How many times have we read of groundbreaking discoveries that link mental health to neurobiological aspects of the brain? For example, we have been told so many times that neuroimaging has identified the alteration of a brain area with a psychiatric disorder X, or that the neurological effects of PTSD have been uncovered, or that whatever trauma has deleterious effects on brain area X,Y,Z, or that brain structural lesion X cause psychosis Y, or that specific abnormal brain structures have been discovered and are putatively responsible for bipolar, schizophrenia, autism, ADHD, anxiety, suicidal thoughts, whatever, etc., etc. … name it (let alone that gene a,b,c links mental disorder X,Y,Z, but this is another story.) All this supposedly reveals to us the "underlying mechanisms" of mental disorders, and neuroimaging for mental health will soon allow us to treat these disorders with "precision psychiatry." I guess I have read hundreds of such stories in the last decades.
Now, who knows me knows also that I'm not a psychiatrist. And probably this is why I don’t understand what these people believe to achieve. But I know how science is and how it is supposed to work. And this doesn’t look sound like science to me. At best, wishful thinking or, worse, wild speculations and unwarranted extrapolations. I don’t see any rational and scientific reason to believe that, once we have identified a certain brain-structure alteration correlating with a mental phenomenon this could tell us much about the mechanisms causing it (I would even doubt it is causing it in the first place, but I won’t digress…)
Imagine extraterrestrials landing on Earth and finding a laptop, but who know nothing about how computers work (let us suppose humans are long extinct and nobody can tell them…) They turn the thing on and try to understand how it functions by correlating the pictures on the monitor (they presumably don’t understand either) with the heat flow they observe coming from the chips. Let us assume they can go a bit further, such as measuring the current in a dozen of transistors (over billions), analyzing its structure, and measuring where the electricity flows, but not much more than that. Do you believe they will be able to understand how a pc works, let alone retro-engineer the software running on the pc? Well, perhaps ETs are super-intelligent, and they might be able to do so, but for us, this would be an impossible task. Even knowing the exact physical structure of a CPU, is still a far cry from knowing what it is doing. The random flickering of zeros and ones going in and out of a CPU, tells nothing about the program producing it. And if you locate some chip areas on the motherboard where the electric activity correlates with, say a picture of a brain scan on the monitor, you might be lured into believing that precisely that location produces it and furnishes information about the “underlying mechanisms.” But this is obviously not the case. It wouldn’t be wise to jump to such conclusions.
Yet, this is essentially what we are trying to do with brain scans and mental health. With neuroimaging techniques, we can see the blood flow in the brain, while microscopy has revealed the neuron’s structure, but we are light years away from being able to see in real-time the activity of each of the 80 billion neurons. And even if we would be able to measure all things in such detail together, so what? There is always an intellectual instinct making us believe that once we know the map (that, for the time being, we still know only with a very low resolution) then we will know and understand the territory.

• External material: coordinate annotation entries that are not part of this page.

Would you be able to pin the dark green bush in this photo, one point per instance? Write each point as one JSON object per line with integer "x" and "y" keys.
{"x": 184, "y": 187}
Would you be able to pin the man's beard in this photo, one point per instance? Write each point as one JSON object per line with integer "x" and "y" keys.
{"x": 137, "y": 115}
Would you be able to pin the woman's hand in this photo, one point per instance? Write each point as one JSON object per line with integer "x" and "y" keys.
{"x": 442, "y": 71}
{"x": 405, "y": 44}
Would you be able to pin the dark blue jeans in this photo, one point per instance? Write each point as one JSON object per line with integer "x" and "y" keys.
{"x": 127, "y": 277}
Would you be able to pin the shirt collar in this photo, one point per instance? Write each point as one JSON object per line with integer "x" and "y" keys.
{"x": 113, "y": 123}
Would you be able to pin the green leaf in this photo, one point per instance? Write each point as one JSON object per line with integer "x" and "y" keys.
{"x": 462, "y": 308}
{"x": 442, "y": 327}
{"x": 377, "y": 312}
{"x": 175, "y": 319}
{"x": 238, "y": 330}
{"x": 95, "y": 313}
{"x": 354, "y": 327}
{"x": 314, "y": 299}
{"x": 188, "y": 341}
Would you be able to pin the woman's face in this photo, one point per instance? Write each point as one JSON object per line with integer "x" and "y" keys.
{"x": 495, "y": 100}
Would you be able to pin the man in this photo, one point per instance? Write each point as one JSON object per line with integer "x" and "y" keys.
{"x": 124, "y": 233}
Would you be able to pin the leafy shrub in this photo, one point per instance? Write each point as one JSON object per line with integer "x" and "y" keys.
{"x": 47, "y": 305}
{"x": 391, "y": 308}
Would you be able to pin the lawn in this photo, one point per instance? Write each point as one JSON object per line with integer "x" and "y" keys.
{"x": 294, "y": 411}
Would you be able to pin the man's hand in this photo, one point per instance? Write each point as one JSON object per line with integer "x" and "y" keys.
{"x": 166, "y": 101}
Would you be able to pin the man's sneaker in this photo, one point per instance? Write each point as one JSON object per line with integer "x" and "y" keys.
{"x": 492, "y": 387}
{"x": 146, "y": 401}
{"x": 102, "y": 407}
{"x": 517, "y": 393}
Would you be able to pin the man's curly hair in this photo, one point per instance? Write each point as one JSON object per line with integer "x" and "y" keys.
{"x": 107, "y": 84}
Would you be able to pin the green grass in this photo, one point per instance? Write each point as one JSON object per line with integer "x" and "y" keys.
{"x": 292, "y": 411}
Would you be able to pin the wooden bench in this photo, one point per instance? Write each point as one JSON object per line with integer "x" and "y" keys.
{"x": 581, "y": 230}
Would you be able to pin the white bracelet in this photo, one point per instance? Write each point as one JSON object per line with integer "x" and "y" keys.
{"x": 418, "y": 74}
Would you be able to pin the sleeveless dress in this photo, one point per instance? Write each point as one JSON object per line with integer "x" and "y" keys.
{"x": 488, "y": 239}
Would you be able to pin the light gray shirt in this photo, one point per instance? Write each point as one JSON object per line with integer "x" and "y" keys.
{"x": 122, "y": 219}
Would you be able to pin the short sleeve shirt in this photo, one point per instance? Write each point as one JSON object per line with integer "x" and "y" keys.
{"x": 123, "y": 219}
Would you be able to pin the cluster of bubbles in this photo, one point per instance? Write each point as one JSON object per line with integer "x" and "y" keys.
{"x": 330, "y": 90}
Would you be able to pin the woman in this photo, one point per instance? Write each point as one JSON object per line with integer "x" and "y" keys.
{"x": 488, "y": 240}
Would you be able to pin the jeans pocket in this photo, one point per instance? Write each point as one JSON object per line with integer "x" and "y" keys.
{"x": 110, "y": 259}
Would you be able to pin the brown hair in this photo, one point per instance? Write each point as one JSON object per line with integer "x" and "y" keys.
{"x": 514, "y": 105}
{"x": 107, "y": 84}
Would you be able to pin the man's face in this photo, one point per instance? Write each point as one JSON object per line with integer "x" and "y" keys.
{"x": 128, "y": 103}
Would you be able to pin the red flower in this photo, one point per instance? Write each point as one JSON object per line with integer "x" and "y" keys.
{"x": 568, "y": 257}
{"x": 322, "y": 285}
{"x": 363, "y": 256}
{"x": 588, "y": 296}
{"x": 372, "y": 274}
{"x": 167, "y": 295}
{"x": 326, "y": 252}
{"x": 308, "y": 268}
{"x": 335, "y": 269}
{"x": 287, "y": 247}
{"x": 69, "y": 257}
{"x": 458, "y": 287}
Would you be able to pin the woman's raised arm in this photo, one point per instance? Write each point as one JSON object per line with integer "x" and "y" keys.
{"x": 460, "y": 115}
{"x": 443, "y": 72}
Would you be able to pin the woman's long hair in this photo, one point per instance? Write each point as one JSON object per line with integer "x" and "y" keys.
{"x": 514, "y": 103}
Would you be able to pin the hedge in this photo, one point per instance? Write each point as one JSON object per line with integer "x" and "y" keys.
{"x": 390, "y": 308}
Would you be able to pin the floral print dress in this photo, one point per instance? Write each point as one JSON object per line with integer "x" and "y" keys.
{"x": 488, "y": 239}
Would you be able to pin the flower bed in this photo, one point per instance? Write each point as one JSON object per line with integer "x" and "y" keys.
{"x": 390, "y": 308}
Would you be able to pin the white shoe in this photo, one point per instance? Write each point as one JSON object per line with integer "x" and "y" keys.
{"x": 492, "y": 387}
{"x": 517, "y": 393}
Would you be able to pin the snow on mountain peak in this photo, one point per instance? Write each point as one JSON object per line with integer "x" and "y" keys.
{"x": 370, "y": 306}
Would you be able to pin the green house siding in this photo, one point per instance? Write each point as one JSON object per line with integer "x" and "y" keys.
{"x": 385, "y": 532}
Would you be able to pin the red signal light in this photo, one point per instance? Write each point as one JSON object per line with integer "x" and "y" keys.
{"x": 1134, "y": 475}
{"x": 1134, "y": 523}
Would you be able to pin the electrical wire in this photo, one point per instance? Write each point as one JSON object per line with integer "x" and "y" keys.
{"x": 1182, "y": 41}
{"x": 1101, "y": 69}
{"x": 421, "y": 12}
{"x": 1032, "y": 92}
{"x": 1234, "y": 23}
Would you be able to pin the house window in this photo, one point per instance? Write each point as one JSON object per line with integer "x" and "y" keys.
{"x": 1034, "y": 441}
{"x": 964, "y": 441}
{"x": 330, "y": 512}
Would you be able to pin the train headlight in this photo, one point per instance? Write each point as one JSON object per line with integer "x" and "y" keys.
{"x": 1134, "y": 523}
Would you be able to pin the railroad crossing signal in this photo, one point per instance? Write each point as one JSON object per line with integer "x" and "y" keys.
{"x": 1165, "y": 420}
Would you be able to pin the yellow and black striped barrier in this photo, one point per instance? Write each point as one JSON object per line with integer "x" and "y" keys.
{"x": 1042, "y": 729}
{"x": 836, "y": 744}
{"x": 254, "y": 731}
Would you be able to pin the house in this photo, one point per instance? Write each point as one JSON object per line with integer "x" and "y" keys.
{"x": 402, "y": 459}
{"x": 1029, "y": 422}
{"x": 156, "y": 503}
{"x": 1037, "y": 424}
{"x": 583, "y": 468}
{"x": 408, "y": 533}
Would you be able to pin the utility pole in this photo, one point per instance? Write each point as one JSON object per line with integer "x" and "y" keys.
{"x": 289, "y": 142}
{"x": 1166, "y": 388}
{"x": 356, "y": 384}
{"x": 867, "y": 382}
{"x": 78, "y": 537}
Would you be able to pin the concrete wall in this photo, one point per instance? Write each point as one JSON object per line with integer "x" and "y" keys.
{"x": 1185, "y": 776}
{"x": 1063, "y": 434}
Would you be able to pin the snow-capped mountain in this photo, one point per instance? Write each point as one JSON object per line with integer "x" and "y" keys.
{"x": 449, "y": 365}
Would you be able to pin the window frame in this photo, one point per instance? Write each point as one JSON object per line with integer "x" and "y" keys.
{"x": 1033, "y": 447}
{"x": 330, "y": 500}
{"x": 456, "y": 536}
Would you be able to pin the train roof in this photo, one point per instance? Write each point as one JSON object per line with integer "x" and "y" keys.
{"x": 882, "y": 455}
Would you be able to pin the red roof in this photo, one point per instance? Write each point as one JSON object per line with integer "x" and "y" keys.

So, it should be of no surprise that it turns out how, after more than two decades of multi-billion-dollar research by the National Institutes of Mental Health to “locate the biomarkers of brain activity that point to the biological roots of a host of mental health diseases”, there is still no clear indication of how the two are connected. We are told that neuroimaging still has not brought benefits to the diagnosis and treatment of psychiatric disorders. Of course, we are also told that it is only a matter of time, more research and more funds and that then, finally, we will get there. I’m afraid, however, that once that time will be over, we will be told again that “things turned out to be more complicated than expected” and that another twenty years are needed.
Personally, I suspect that the problem has nothing to do with the research or the complexity of the brain, or the lack of funds. The goal can’t be achieved, not even in principle. No more and no less than you can read the line script of a complicated software program running on a computer by analyzing the thermal emission of its motherboard.

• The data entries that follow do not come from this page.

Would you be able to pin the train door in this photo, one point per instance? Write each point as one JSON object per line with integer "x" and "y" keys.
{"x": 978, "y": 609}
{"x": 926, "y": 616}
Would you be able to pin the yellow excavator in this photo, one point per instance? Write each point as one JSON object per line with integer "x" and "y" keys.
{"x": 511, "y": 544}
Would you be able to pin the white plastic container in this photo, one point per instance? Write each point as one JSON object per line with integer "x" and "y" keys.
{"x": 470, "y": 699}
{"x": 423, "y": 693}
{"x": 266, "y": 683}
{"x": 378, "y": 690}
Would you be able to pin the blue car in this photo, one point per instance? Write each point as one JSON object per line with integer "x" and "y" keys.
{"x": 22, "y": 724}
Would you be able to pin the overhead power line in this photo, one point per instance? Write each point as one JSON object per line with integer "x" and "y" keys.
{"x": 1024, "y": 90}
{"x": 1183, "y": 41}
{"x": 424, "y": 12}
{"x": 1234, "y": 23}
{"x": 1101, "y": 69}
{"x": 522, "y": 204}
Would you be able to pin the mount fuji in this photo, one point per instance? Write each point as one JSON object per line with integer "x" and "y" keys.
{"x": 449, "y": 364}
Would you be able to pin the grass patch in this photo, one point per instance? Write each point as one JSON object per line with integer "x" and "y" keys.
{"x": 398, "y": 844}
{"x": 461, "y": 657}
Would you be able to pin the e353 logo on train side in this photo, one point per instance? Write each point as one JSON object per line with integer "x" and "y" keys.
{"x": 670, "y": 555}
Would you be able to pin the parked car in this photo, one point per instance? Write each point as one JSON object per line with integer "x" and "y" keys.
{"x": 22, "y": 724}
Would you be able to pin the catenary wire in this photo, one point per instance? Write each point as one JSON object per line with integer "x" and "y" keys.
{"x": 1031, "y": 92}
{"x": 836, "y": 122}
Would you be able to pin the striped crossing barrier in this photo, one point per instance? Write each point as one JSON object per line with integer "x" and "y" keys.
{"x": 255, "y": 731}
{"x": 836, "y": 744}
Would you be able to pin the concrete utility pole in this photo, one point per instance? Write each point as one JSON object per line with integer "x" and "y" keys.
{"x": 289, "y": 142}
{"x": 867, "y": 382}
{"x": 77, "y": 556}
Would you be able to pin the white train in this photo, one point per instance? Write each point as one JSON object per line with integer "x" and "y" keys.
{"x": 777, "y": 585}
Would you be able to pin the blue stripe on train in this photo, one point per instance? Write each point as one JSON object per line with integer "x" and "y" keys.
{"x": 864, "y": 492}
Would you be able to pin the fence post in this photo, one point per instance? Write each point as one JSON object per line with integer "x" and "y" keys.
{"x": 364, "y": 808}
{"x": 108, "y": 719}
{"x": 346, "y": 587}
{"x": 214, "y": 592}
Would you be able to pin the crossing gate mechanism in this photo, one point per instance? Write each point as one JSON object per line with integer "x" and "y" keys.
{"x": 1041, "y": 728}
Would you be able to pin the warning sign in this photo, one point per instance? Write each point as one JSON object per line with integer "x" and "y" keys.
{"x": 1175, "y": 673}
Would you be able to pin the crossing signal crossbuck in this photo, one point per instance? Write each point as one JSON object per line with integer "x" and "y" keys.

What we really need is not more brain scans, more chemistry, more reductionist molecular biology. What we really need is to recognize that the explanatory power of a science that reduces everything to elementary microscopic entities is limited. Probably much more limited than what we are actually willing to admit. If we want to understand the functions (or dysfunctions) of the human mind, we will have to accept that we will never be able to encapsulate it into reductionist theory and, thereby, will have to reconsider the good old approaches that originated psychology and psychiatry in the first place. We will have to relearn to get into contact with the human dimension of the human mind, its emotionality, and its soul through our own mind and consciousness, and by first-person methods of research that machines, maps, or microscopes will never be able to apply. The multidimensional complexity of the human being can’t be reduced to a 2D flatland theory. Humans will have to return to be human if they want to understand their humanity.